My morning starts in the Chi Lin Nunnery, the entrance is a few minutes walk from Diamond Hill MRT. The nunnery is a large Buddhist temple complex that originally dates from the 1930’s. It was rebuilt in the 1990’s in the Tang Dynasty style of architecture to a design based on a Sukhavati drawing in the Mogao Caves. The buildings are constructed entirely of cypress wood and are held together using a Chinese system of intricately interlocking sections of wood joined together without a single nail.
I enter the complex through the Sam Mun, a series of three gates that represent the Buddhist precepts of compassion, wisdom and skilful means.
The first courtyard contains a beautiful Lotus Pond Garden, it’s a very tranquil place and if it wasn’t for the soaring tower blocks in the background you really wouldn’t believe you were in Hong Kong.
At the far end of the Lotus Pond Garden is the huge Hall of Celestial Kings with its large statue of the seated Buddha surrounded by the deities of the four cardinal points.
Beyond is the main hall containing a statue of the Sakyamuni Buddha flanked by two standing disciples and two seated Bodiesattvas. The statues are made from gold, clay, wood and stone. I would have loved to have gotten some pictures of these beautiful statues but unfortunately photography of them was not allowed.
Back out at the front of the nunnery I cross the bridge with its pretty manicured bonsai trees over to the adjacent Nan Lian Garden.
Like the nunnery the garden has been built in the traditional Tang Dynasty style and is a fairly recent addition to Hong Kong having only been opened in 2006. The garden is in a half moon shape running longer from east to west and shorter from south to north.

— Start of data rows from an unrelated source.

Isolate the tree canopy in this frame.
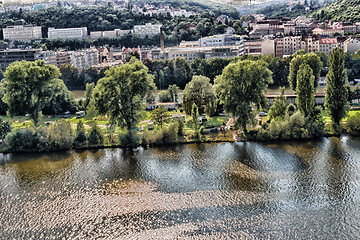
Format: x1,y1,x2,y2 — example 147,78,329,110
183,76,217,115
93,58,154,131
214,60,272,132
3,60,64,124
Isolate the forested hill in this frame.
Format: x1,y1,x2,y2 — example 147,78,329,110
312,0,360,22
133,0,239,18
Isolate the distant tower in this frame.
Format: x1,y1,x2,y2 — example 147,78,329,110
160,28,165,52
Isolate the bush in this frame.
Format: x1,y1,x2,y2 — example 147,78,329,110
346,113,360,136
47,119,74,151
119,130,140,148
88,125,104,146
5,127,48,152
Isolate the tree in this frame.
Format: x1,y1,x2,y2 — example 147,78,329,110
183,76,217,115
296,63,315,117
88,125,104,146
0,119,11,140
3,60,61,125
288,53,322,91
151,106,171,128
83,83,95,109
191,103,199,131
325,48,347,125
214,60,272,132
74,120,86,147
93,58,154,131
158,90,171,102
168,84,179,102
268,87,286,120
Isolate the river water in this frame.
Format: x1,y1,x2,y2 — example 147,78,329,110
0,136,360,239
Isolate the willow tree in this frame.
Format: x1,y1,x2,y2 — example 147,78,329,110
214,60,272,132
93,58,155,131
3,60,63,125
296,63,315,117
183,76,217,116
325,48,348,125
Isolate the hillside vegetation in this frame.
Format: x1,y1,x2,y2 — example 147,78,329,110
312,0,360,22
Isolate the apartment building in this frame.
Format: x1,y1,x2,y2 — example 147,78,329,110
199,34,244,47
344,38,360,54
319,38,339,55
3,24,42,41
275,36,302,58
48,27,88,40
133,23,162,38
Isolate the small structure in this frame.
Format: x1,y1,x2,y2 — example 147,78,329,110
76,111,85,118
146,102,178,110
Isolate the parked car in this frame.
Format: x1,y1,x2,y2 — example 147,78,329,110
76,111,85,118
61,111,71,118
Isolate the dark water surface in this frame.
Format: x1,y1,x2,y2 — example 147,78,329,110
0,137,360,239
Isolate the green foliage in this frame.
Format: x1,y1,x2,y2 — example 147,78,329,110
182,76,217,116
312,0,360,22
3,60,61,124
74,120,86,148
0,119,11,140
142,123,179,145
296,63,315,117
214,60,272,132
325,48,348,125
151,106,171,128
5,127,48,152
268,87,286,120
346,113,360,136
119,129,140,148
88,125,104,146
93,58,154,131
191,103,199,131
158,90,171,102
288,53,323,91
47,119,74,151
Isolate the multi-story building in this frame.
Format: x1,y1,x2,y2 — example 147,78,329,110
319,38,339,55
275,36,301,57
70,48,99,69
56,51,71,67
133,23,162,38
344,38,360,54
48,27,88,40
0,49,56,71
3,24,42,41
199,34,244,47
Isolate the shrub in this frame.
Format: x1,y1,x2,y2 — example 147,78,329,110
88,125,104,146
47,119,74,151
346,113,360,136
5,127,48,152
119,130,140,148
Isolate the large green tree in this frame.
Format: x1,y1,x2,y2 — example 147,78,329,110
296,63,315,117
3,60,62,125
214,60,272,132
93,58,154,131
288,53,323,91
325,48,348,125
183,76,217,115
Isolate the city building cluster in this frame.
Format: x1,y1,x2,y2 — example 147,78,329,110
3,20,162,42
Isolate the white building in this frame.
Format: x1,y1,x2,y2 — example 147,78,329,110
3,25,42,41
70,48,99,69
133,23,162,38
344,38,360,54
48,27,88,40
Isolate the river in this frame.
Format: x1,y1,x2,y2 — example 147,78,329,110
0,136,360,239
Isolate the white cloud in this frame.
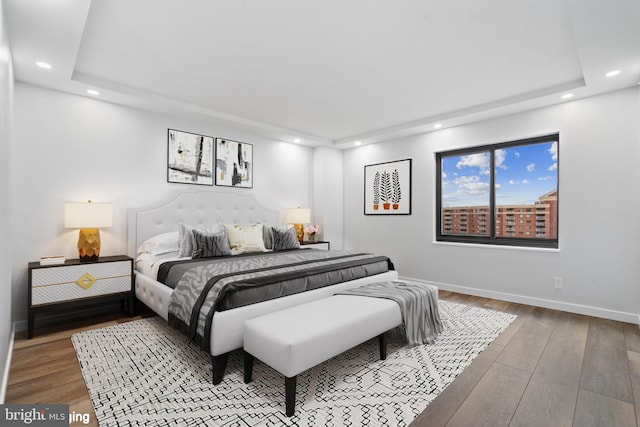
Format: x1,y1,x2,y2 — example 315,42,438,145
453,175,489,194
456,153,489,169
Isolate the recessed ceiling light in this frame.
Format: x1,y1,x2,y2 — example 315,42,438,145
36,61,53,70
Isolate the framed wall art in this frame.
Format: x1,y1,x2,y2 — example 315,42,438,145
364,159,411,215
216,138,253,188
167,129,213,185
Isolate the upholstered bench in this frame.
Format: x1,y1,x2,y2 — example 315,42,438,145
244,295,402,417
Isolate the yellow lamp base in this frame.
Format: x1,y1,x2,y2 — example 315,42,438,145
78,228,100,261
293,224,304,243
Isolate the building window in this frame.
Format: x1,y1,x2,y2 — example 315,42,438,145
436,134,559,248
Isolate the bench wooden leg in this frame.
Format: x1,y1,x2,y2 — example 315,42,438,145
211,353,229,385
244,351,253,384
284,376,296,417
378,332,387,360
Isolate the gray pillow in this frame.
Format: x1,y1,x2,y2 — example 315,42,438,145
178,221,224,257
191,228,231,259
273,228,300,251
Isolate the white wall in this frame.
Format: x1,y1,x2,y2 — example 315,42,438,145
0,1,13,403
11,83,313,328
344,88,640,323
311,147,344,250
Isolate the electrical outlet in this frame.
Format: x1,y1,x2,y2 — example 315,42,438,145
553,277,564,289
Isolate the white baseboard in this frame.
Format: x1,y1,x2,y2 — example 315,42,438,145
0,323,16,405
400,277,640,326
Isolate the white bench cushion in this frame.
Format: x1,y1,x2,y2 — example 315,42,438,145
244,295,402,377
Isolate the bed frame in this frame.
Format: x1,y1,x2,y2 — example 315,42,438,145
127,190,398,384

From the bridge I decided to walk back to the main entrance as the garden follows a circular one way route so I could start at the beginning.
The Black Lintel Gate marks the entrance to the garden and from here I walk up to the Chinese Timber Architecture Gallery, a traditional building housing scaled models of Tang, Liao, and Jin dynasty timber structures.
The highlight of the garden for me was the Lotus Pond and Pavilion of Absolute Perfection with its vermillion coloured Zi-Wu Bridges, just beautiful.
Further on is the Lunar Reflection Terrace and its pond filled with koi carp, across from the terrace is the Song Cha Xie, with its open terrace it’s normally used for enjoying the service of tea.
At the eastern end of the Blue Pond is the Pavilion Bridge. This was designed to function as both a bridge and a pavilion and has a vivid phoenix at its top.
Next to the Pavilion Bridge is the Mill, built to recreate a scenic theme from farm life centred around a water mill.
Eventually the paths bring me back to where I started. The Nan Lian Gardens are small but beautiful and, if like me, you just need a few hours away from the hustle and bustle of central Hong Kong then I would highly recommend coming here. It’s free to enter both the nunnery and the gardens and hopefully after a few hours here you’ll leave relaxed and refreshed and want to take on more of what this great city has to offer.